Плоская, с глазами-щелками, с торчащими, как самоварные ручки, лопушистыми ушами физиономия Писляка всегда кого-то напоминала Мязину – то ли из множества виденных за долгую жизнь людей, то ли из прочитанного давным-давно, возможно, еще в отрочестве, но кого – он так и не мог припомнить.
«Ох! – простонал Мязин, поеживаясь. – Вот денек…»

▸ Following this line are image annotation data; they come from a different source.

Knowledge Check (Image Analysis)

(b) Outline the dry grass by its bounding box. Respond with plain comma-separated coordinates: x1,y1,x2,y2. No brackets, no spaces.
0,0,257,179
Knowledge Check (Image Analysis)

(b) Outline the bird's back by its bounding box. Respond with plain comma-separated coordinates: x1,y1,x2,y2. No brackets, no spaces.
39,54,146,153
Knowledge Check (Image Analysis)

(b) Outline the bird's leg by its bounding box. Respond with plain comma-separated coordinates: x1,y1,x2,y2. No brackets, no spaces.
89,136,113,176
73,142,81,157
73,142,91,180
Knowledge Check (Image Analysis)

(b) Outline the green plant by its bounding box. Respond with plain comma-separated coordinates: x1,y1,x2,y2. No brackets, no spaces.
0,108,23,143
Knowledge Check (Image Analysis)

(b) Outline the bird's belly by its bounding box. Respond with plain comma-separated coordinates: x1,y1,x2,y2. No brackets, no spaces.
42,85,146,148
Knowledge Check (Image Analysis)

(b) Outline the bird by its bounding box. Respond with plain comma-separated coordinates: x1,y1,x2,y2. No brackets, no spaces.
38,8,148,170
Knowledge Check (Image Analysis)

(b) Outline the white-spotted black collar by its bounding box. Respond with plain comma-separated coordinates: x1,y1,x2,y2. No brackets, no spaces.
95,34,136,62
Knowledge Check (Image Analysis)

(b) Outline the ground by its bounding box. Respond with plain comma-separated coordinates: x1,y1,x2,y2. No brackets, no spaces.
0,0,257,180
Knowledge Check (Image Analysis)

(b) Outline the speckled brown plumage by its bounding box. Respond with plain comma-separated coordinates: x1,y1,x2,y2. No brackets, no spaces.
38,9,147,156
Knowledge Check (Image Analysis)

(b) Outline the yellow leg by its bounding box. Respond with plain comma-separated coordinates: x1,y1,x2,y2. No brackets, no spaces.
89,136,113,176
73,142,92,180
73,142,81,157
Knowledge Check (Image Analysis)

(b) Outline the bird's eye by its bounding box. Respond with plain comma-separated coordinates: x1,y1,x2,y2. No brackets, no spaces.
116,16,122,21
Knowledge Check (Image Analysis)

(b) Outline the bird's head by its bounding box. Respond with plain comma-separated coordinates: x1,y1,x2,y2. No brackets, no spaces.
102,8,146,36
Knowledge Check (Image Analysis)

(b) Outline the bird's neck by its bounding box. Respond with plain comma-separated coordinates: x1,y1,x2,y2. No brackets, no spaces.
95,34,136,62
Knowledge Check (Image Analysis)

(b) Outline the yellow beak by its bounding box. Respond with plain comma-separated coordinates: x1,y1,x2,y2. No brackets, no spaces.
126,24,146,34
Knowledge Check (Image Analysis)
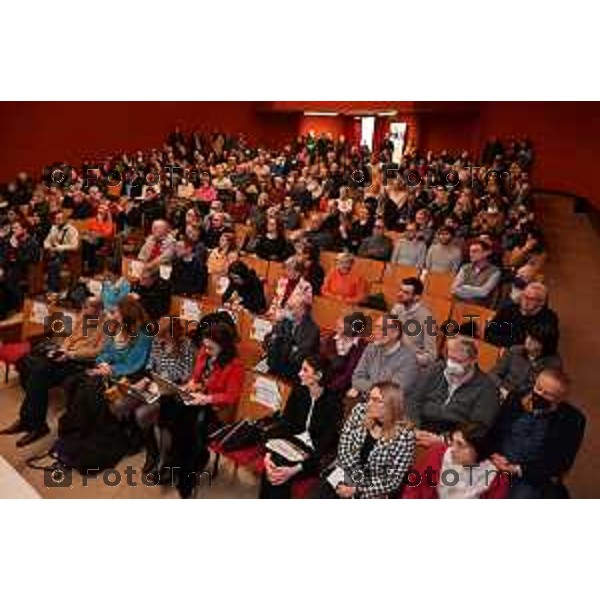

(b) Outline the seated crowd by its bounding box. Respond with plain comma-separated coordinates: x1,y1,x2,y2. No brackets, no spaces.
0,130,585,498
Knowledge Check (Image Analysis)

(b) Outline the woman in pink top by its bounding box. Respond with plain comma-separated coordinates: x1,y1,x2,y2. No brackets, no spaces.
321,253,367,304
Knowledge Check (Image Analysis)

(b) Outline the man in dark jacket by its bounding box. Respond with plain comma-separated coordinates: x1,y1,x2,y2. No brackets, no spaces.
171,239,208,295
485,282,558,348
265,299,320,379
490,370,586,498
407,336,500,446
131,269,171,320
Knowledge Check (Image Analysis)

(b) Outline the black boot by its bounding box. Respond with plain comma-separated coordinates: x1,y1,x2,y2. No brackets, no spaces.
142,427,160,473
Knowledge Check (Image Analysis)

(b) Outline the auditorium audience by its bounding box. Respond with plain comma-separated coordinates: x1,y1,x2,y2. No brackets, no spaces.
0,297,104,447
171,239,208,296
390,277,438,367
296,243,325,296
206,231,239,277
490,322,562,398
254,217,294,262
319,382,415,498
130,267,171,319
259,357,342,499
115,317,196,473
264,296,320,379
100,261,131,312
390,222,427,269
490,370,586,499
0,132,585,498
320,317,367,394
451,240,500,305
408,336,500,446
358,219,393,261
222,260,267,315
44,210,79,292
422,226,462,276
485,282,559,347
0,220,41,320
402,422,511,500
348,315,419,398
80,204,114,275
138,219,175,269
160,323,244,498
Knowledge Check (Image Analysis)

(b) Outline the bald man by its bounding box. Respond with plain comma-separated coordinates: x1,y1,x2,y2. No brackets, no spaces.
485,282,559,348
490,369,586,499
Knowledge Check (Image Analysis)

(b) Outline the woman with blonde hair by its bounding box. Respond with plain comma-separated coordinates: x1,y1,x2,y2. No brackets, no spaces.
207,231,238,278
319,382,415,498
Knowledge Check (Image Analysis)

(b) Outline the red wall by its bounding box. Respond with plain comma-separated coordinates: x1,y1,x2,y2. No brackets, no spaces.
418,114,479,152
0,101,600,208
298,115,352,138
0,102,278,181
480,102,600,208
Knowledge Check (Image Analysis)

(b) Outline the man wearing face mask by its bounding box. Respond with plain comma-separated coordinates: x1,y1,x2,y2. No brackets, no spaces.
171,239,208,295
450,239,500,305
490,370,586,499
391,277,437,367
408,336,500,446
422,227,462,276
348,315,419,399
485,282,559,348
44,210,79,292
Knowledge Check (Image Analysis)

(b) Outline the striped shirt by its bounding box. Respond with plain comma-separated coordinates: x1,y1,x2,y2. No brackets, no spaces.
147,338,196,383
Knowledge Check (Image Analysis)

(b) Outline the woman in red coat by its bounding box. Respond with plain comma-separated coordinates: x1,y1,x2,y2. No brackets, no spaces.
402,423,510,500
161,323,244,498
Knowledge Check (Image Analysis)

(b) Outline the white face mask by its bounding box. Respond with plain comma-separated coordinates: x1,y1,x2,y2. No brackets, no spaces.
446,358,468,377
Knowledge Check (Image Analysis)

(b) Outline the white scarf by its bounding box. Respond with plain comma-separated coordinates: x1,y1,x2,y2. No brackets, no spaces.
437,448,496,500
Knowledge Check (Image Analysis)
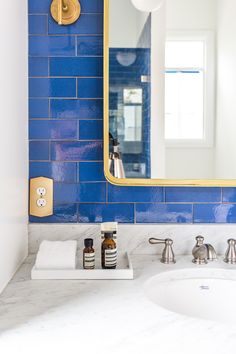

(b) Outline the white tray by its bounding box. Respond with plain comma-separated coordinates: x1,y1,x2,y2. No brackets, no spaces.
31,253,134,280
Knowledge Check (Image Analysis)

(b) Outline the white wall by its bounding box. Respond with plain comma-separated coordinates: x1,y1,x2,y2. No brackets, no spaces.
216,0,236,179
0,0,28,291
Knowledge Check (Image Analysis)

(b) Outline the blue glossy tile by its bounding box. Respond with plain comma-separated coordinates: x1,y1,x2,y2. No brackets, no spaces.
80,0,103,13
29,78,76,97
136,204,193,224
193,204,236,223
29,98,49,118
50,57,103,77
77,36,103,56
77,182,106,203
108,184,164,203
28,0,52,14
29,35,75,57
29,15,47,34
29,120,77,140
29,162,77,183
77,78,103,98
29,57,49,77
29,204,77,223
29,141,49,161
223,188,236,203
78,204,134,223
166,187,221,203
51,141,103,161
48,14,103,35
79,120,103,140
51,99,103,119
77,162,106,182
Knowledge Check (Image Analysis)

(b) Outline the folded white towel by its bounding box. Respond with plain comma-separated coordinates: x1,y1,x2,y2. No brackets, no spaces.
35,241,77,269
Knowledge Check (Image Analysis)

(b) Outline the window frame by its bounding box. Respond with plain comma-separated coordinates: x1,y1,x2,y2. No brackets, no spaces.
165,30,216,148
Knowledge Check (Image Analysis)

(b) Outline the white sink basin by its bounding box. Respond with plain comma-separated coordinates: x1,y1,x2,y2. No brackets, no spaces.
145,269,236,324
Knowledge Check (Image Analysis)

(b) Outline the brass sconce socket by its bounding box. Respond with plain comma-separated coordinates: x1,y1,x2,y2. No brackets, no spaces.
51,0,81,26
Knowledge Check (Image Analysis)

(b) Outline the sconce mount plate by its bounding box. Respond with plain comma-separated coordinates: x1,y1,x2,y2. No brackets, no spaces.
51,0,81,26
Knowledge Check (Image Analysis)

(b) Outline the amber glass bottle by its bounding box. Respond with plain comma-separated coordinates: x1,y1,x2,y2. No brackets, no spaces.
102,232,117,269
83,238,95,269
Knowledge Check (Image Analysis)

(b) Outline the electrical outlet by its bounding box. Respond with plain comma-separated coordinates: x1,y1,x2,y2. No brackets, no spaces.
30,177,53,218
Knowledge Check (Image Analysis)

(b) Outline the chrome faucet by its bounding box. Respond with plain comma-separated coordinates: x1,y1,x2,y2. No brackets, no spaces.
149,237,176,264
192,236,217,264
224,238,236,264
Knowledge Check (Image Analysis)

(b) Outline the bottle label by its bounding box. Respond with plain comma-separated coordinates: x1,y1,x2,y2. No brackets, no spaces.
105,248,117,268
84,252,95,268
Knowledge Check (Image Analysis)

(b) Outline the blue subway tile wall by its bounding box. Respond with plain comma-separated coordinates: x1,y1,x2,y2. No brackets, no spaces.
29,0,236,224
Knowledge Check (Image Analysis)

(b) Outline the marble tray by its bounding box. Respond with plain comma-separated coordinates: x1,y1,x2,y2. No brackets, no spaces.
31,253,134,280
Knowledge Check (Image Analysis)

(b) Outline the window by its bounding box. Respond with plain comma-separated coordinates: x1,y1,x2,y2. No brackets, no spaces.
165,32,214,147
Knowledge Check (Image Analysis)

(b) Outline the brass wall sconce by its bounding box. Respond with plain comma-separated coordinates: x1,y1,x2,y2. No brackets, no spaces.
51,0,81,26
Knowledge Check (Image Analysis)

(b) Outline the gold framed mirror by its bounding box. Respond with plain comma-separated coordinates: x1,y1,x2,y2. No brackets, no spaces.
104,0,236,187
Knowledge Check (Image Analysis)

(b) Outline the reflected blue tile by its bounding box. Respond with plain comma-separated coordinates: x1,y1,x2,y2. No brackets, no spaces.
29,98,49,118
50,57,103,77
51,99,103,119
28,0,52,14
77,36,103,56
77,162,106,182
29,57,48,77
29,35,75,57
194,204,236,223
136,203,193,224
29,78,76,97
29,15,47,34
51,141,103,161
108,184,164,203
29,204,77,223
48,14,103,35
29,141,49,161
77,182,106,203
77,78,103,98
79,120,103,140
29,120,77,140
166,187,221,203
29,162,77,183
78,204,134,223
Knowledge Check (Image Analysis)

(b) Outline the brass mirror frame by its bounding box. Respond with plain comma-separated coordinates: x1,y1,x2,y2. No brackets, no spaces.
103,0,236,187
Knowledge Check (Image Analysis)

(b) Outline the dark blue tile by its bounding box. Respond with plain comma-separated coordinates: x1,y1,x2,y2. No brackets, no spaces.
29,98,49,118
29,141,49,161
29,78,76,97
29,162,77,183
29,35,75,57
77,36,103,56
166,187,221,203
136,204,193,223
193,204,236,223
77,182,106,203
51,99,103,119
29,120,77,140
223,188,236,203
51,141,103,161
80,0,103,13
29,204,77,223
29,57,49,77
78,204,134,223
50,57,103,77
29,15,47,34
48,14,103,35
77,162,106,182
28,0,52,14
79,120,103,140
77,78,103,98
108,184,164,203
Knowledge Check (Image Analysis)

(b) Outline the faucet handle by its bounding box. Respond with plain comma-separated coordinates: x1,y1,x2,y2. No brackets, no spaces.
224,238,236,264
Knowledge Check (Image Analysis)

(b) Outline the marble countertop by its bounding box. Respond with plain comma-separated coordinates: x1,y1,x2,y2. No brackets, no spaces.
0,255,236,354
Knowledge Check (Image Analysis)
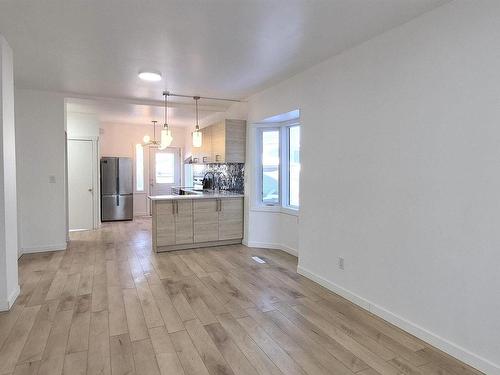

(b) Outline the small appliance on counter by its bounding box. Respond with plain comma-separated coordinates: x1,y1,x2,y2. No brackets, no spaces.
101,157,134,221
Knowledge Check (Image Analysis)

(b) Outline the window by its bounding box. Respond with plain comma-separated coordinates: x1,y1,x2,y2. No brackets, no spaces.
261,129,280,205
135,144,144,191
155,152,175,184
288,125,300,208
258,121,300,209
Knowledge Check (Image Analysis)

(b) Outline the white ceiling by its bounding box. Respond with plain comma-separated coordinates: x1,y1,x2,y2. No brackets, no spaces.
0,0,447,126
66,98,225,127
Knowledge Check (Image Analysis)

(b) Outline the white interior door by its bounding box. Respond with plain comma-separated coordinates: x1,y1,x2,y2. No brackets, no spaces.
68,139,94,230
149,147,181,195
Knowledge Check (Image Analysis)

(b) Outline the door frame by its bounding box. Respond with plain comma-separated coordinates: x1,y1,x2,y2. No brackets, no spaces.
66,136,101,233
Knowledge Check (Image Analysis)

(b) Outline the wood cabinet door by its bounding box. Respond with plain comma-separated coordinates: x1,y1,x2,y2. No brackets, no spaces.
175,199,194,245
193,199,219,243
153,201,175,246
219,198,243,241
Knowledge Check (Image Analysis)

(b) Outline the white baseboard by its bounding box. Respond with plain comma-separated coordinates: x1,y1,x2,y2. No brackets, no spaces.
0,285,21,311
242,239,299,257
297,265,500,375
21,242,68,254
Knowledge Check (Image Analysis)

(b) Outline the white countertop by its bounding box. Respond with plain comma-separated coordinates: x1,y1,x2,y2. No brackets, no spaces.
148,191,245,201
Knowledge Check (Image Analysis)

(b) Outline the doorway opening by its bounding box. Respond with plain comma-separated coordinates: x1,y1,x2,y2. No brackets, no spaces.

Они никогда не баловали его своим вниманием, но сегодня вдруг все собрались («весь мязинский помет», как говаривал покойный папаша) поздравить с днем рождения, с семидесятилетием, – обе сестры, зятек Писляк, дядюшка Илья Николаич… Олимпиада так даже сына прихватила – для большей торжественности, что ли. Сидел Колька, громадный, молчаливый, весь налившийся кровью, в моряцкой фуражке на белых льняных кудрях, разглядывал узловатые ручищи с синими наколками (якорь и цепи на одной и голая девка со щучьим хвостом – на другой), в разговор не вмешивался. Иногда дружелюбно даже подмигивал: «Держись, мол, дед, не сдавайся!» Привыкшему на своих плотах к речному простору, к ветру, к вольной жизни сплавщика, Николаю было явно не по себе от этой душной низкой комнаты, от визгливых, злобных выкриков, от всего того бессмысленного и жестокого, что происходило возле больного Мязина.
А происходило вот что.
Старик пенсионер, некогда блистательный герой гражданской войны, вдруг заболел, слег в постель и, как все редко болеющие люди, испугавшись смерти, составил завещание. И вот то, что он вдруг заболел и сделал какие-то предсмертные распоряжения, а главное, то, что родственники оказались обойденными, обиженными этими распоряжениями, – вот это-то и привело их всех в мязинский дом, как будто бы для того, чтобы поздравить больного с днем рождения, а на самом деле – чтобы уговорить, принудить переписать завещание.
Весь день шумели родичи.
– Упрамство! Упрамство! – долбил Писляк.
– Грех тебе, Офоня! – зловеще, как над покойником, вычитывала Олимпиада. – Великий, братец, грех, непрощенной, незамолимой… Единоутробных забвение, кореня своего непочитание…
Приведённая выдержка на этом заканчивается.